WASHINGTON — As baseball nears its pennant race and football gears up to kick off another season, one of D.C.’s fledgling professional sports teams hosts a playoff game for the second straight year, in search of a championship and another milestone in the sport’s continued growth.
The D.C. Breeze, one of 24 teams in the American Ultimate Disc League, will host the Montreal Royal at Gallaudet University Friday at 7 p.m. in the first round of the playoffs. After compiling a second straight 10-4 regular season campaign, the Breeze are hoping to advance to the AUDL Final Four for the first time.
A good playoff result would mirror what the local youth league accomplished this past weekend at the USA Ultimate Youth Club Championships. The Washington Area Frisbee Club saw its U17 boys team Capitol Heights finish third in a 20-team field, while the U20 girls team D.C. Rogue knocked off each of the top two seeds before falling in the final.
It was the first year that Dave Ohls, also coach at Wilson High School, had brought a U17 boys team, so his expectations were tempered. Coming in as the #9 seed, he thought the team might be able to finish somewhere between fifth and eighth.
“Even to expect that was, I think, more than probably anyone outside the program expected from us,” he told WTOP.
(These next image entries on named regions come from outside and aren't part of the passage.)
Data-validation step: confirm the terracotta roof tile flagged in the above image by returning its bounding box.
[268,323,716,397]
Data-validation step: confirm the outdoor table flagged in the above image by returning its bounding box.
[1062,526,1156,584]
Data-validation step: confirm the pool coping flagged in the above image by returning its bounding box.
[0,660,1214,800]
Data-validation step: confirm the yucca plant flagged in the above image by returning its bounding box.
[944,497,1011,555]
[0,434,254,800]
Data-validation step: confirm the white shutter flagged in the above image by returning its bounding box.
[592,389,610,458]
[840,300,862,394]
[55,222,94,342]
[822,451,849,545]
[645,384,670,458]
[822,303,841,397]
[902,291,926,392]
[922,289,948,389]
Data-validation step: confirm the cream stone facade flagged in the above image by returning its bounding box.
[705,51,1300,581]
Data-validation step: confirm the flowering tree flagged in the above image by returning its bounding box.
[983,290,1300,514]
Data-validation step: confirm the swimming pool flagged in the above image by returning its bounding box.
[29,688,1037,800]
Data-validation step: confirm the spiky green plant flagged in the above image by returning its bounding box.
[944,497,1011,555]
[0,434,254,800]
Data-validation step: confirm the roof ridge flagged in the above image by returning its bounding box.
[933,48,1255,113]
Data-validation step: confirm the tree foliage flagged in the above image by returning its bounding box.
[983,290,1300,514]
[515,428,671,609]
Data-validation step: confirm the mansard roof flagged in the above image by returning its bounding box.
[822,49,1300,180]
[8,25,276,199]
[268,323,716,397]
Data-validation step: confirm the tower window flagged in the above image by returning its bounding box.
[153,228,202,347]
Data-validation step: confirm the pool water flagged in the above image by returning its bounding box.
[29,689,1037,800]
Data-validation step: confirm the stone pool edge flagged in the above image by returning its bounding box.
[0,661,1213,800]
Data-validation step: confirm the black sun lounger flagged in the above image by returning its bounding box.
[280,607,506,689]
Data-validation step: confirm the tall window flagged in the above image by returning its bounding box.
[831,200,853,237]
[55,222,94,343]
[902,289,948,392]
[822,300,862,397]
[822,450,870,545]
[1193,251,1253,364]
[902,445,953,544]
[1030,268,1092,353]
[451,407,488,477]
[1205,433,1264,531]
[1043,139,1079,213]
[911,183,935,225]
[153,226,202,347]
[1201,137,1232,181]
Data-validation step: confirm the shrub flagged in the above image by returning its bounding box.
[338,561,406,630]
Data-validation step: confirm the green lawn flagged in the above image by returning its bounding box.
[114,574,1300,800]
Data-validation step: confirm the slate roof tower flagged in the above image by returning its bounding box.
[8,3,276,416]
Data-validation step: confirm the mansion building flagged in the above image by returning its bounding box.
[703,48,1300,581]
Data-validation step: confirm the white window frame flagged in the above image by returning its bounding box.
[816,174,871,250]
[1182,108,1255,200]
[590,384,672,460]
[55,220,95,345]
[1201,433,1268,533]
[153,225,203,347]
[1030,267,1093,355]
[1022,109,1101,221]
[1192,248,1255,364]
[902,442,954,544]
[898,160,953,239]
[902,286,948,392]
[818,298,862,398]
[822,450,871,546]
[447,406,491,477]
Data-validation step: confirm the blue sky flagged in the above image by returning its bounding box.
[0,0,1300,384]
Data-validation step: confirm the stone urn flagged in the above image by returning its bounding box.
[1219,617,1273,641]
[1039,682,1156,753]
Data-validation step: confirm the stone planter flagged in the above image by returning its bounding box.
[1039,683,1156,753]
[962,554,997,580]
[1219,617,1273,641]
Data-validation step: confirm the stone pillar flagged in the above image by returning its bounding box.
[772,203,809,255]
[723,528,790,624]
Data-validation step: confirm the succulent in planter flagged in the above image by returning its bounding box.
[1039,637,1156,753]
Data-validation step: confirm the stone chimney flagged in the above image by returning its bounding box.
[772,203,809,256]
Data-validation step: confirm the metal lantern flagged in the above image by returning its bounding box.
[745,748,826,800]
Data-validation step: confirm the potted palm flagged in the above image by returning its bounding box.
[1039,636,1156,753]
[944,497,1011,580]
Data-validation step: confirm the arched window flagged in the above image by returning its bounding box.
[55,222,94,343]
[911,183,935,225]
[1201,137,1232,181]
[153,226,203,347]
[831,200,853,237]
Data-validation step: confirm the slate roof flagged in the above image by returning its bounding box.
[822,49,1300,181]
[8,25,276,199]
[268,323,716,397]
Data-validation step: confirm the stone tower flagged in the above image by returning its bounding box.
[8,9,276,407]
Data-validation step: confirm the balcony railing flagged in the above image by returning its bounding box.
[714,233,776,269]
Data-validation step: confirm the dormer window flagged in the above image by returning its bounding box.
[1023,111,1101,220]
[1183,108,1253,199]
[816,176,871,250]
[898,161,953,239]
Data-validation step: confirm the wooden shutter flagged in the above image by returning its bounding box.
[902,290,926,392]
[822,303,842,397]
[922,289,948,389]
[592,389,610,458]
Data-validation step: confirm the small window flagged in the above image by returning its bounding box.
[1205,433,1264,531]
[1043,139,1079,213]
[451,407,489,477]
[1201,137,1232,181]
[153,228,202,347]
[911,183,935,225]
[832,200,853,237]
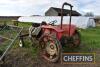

Jenny Fey, who coached the U20 girls, has been involved in the local Ultimate scene since its infancy and has played on the D.C. Scandal women’s club team for years. For Fey — who started playing in 2001, when there was a single team in Arlington of about 25, including a few girls — the results were something of a revelation.
“I have seen the numbers rise steadily, but I sort of just realized that D.C. has become one of the hotbeds of youth Ultimate in the country and that gives me a little rush of joy and a lot of pride,” she said.
That infusion of D.C. pride is felt more heavily on the Breeze as well this year. After finding success on the backs of talent imported from around the wider region, the team rebuilt after personnel losses in the offseason by forging a relationship with Truckstop, the local men’s club team. More than 20 of the Breeze players also play for Truckstop, meaning not only do they have a great rapport with one another on the field, they’re also all local.
“We don’t have any superstars,” said Don Grage, Breeze co-owner. “We have a combination of veteran and young talent that are all D.C.-area based that are all phenomenal and all contributing.”
It all points to good things for Grage, who is thrilled to see the next wave of talent coming up in the area. He already has a number of college or post-college players on the roster playing key roles for this year’s club.
“I’m super, super excited about it,” he said. “In some ways, it’s not surprising, because the progression around here ever since I got involved at the end of 2013, it’s all just an arrow pointing up.”
But Ultimate is still fighting for a spot alongside other varsity sports at the high school level. Wilson has had some sort of Ultimate team off and on since the late ’70s, but it was re-founded in earnest five years ago. Now, the club team has 25-30 boys and 10-15 girls, an impressive growth since its humble beginnings.
“We’ve built that up from basically two guys who wanted to play Frisbee and there wasn’t a Frisbee team, so they started one and got a couple of their friends to play,” said Ohls.
While Ohls has won three straight D.C. titles, that’s not his goal. He’s hoping to spread the word outside of the hotbeds of Northwest D.C., Northern Virginia and Montgomery County.
“The other area that we’re really trying hard on is getting it spread into more communities,” he said. “The background of Frisbee is a relatively affluent socioeconomic background … But it doesn’t have to be that way.”
Ultimate has one of the lowest cost barriers of any sport, requiring nothing more than a Frisbee, a pair of shoes and a field. The amateur level is self-officiated, so there isn’t even a cost for referees.
While there are roughly 25 high school club teams in the area, there are fewer than 10 in D.C. and only two in the DCPS system — at Wilson and School Without Walls. Ohls hopes that as Ultimate picks up more along the middle school level, it will become an official DCPS varsity sport in the next five or six years.
“It’s a sport that’s right on the verge of becoming a major sport at lots and lots of area schools,” he said.
Fey agrees that the strength of the high school programs and beyond will hinge on what happens in middle schools and says it’s crucial to have more coaches who know the game get involved.
“I think the middle school programs, which have already really exploded in the area, are going to be key in the future,” she said.
That’s especially true for girls, as the participation numbers lag behind the boys a bit at the high school level. It’s a challenge Fey is all too familiar with.
“I think we are getting closer, certainly, but we have a lot of work to do,” said Fey. “The second class status of girls’ and women’s sports creates an endless cycle of reduced respect and lower numbers of participants.”
Expanding the girls team at Wilson is one of the main focuses for Ohls this year as well. If the sport keeps growing at the rate it has the last five years, who knows — there may be a professional women’s team hosting a playoff game in Washington five years from now.